Had Lyle Snow anything about her childhood home that she fiercely missed now, it would be the maple taffy they made at the first of every moon. The servants would gather their chisels, nails and little wooden buckets, hammer openings into the black bark of the trees, boil the sap in a giant iron cauldron and then divide out portions for every child, trueborn or bastard, lordling or smallfolk, to have. The children would run outside and find their own freshly spotted mounds of snow to toss the hot syrup on. Once landed, the sap would crystallize into sweetly soft maple candy that always left smears of sticky honey-gold on her lips for the rest of the day. She suddenly ached for some now.
Lyle missed her family too, of course, but she'd kill for a good maple stick now.
'Anything more than the sugar-dusted fruit cakes here,' Lyle inwardly bemoaned, taking a bite of the sweet nonetheless. For all that she had spent two years in the Reach now, she still hadn't grown accustomed to all of the rich foods gracing her palate. In Winterfell, it would be two or three maple sticks a moon and occasionally roasted almonds or honeyed chestnuts in between. Cakes like these were meant for grand feasts, not to be given covertly to girls-dressed-as-boys by stall keeper's daughters that had made decidedly unfortunate romantic choices.
The slender dark-haired scholar couldn't deny a certain kindness in the action, however, and it led to the earnest compliment to follow. "This is delicious, my lady. As sweet as the nature of the maiden to gift it to me."
That elicited a lighthearted burst of giggles that reminded Lyle of her middle sister. It added a curious bounce to the girl's bountiful chest that Lyle carefully refrained from staring enviously at. That was never interpreted well and besides, her own relatively late flowering had contributed to two successful years of donning a man's cloak. "May I be so bold as to request a name, my lady?"
"Meredyth, good Acolyte," was the shy reply.
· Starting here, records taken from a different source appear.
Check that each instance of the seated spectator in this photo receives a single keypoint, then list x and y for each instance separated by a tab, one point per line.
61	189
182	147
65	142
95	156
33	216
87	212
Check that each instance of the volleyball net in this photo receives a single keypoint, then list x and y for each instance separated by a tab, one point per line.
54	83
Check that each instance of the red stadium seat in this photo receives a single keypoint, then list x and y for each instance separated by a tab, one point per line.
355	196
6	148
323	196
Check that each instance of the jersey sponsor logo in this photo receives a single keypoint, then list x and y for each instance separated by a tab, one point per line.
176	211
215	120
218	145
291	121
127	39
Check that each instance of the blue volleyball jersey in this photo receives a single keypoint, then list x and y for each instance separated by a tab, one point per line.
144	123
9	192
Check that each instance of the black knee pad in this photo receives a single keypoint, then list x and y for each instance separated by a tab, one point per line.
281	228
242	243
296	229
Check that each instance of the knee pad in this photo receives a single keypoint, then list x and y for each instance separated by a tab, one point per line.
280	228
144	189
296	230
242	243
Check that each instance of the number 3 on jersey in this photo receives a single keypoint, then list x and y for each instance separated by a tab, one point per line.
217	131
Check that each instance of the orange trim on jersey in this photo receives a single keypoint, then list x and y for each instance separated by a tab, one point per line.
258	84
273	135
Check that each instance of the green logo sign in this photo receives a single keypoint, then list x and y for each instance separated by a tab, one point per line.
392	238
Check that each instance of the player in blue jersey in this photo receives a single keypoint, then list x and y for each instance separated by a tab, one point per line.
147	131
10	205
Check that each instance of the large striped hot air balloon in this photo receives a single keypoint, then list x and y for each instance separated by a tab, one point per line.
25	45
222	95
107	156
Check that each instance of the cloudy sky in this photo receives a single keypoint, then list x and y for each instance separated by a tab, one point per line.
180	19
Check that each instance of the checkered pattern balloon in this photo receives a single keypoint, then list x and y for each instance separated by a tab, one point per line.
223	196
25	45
The doe-eyed brunette tucked a sun-streaked strand behind her ear and offered Lyle a wide smile. There was a tiny gap between her teeth that was almost adorable. Shame that she had never taken to the female form, no matter Alleras' efforts. "My friends call me Merry."
"I can hardly use such an intimate title, Lady Meredyth," Lyle protested. Her eyes flickered behind the girl's shoulder to where Pate was trying, and failing, to gain the favor of Merry's twin sister.
"I would not mind whatever you choose to call me, Lyle."
Lyle sharply bit her tongue before 'and if I choose to call you mine?' could slip her lips. She was spending far too much time with Alleras recently. Her ancestors must be rolling in their graves for what an incorrigible flirt she'd become. 'Or for other, rather more significant, offenses.'
Banishing the cloud of melancholy as swiftly as the storm-raisers in her best friend's tales of Rhoynish sorceresses, Lyle offered an enigmatic smile and a few kind words more as she moved away. Pate looked desperate and as a loyal friend, she had a duty to drag him away before the poetry could start. Of course, friendship was what had her here in the first place, chattering with Merry as the novice struggled to charm the girl's sister. Before arriving here, Lyle hadn't any clue that men did this sort of flirtation in pairs.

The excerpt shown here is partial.